“O consumo de energia, além de funcionar como parâmetro de qualidade de vida, é fundamental na sustentação de hegemonias geopolíticas mundiais”, afirmou Guilherme Estrella, conferencista convidado para abrir, no dia 14 de agosto de 2013, as discussões ocorridas na ABC sobre recursos energéticos de origem mineral. Em sessão mediada pelo Acadêmico Umberto Cordani, o debate – que fez parte do simpósio “Recursos Minerais no Brasil: Problemas e Desafios” – contou também com uma conferência ministrada pelo Acadêmico Luiz Pinguelli Rosa, diretor do Instituto Alberto Luiz Coimbra de Pós-Graduação e Pesquisa em Engenharia (Coppe/UFRJ). No papel de debatedores estavam Aquilino Senra (INB), Colombo Tassinari (ABC/USP), Edison Milani (Petrobrás), Gilmar Bueno (Petrobrás), John Forman (J. Forman Consultoria), José Goldemberg (ABC/USP), José Israel Vargas (ABC/UFMG), Maurício Tolmasquim (EPE), Paulo Heilbron (CNEN) e Roberto Villas-Bôas (Cetem).
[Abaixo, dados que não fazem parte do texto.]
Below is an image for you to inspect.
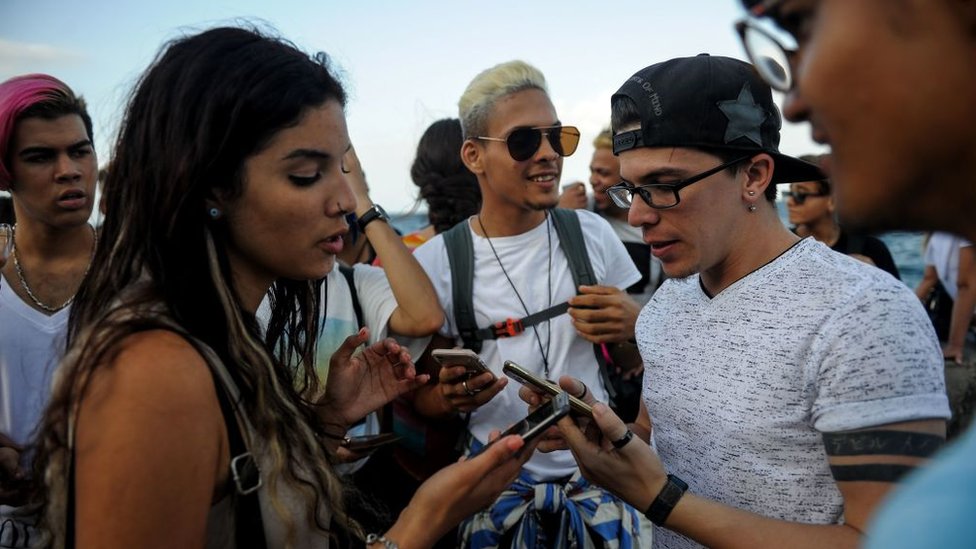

Aumento da demanda global por energia e o Shale Gas

Apesar do expressivo crescimento de outras fontes primárias de energia, Estrella disse acreditar que petróleo e gás natural continuarão a participar com significativa relevância da matriz energética mundial nas próximas décadas. Em termos das razões que levam à elevação do consumo total de energia no século XXI, o ex-diretor de exploração da Petrobras ressaltou não só o crescimento populacional do planeta e a transferência das pessoas para os grandes centros urbanos, mas também o desenvolvimento sócio-econômico e a melhoria da qualidade de vida em países como China e Índia. Geólogo formado pela Escola Nacional de Geologia, atual Universidade Federal do Rio de Janeiro (UFRJ), ele informou que o atual consumo de 88 milhões de barris de óleo por dia deverá subir, no ano de 2030, para algo próximo dos 110 milhões de barris diários. Enquanto isso, o consumo de gás natural irá mostrar um crescimento relativo ainda maior. “Importantes descobertas desse recurso energético vêm sendo realizadas em países da antiga União Soviética e, segundo a Agência Internacional de Energia, suas atuais reservas são mais do que suficientes para atender ao crescimento da demanda das próximas décadas”, explicou.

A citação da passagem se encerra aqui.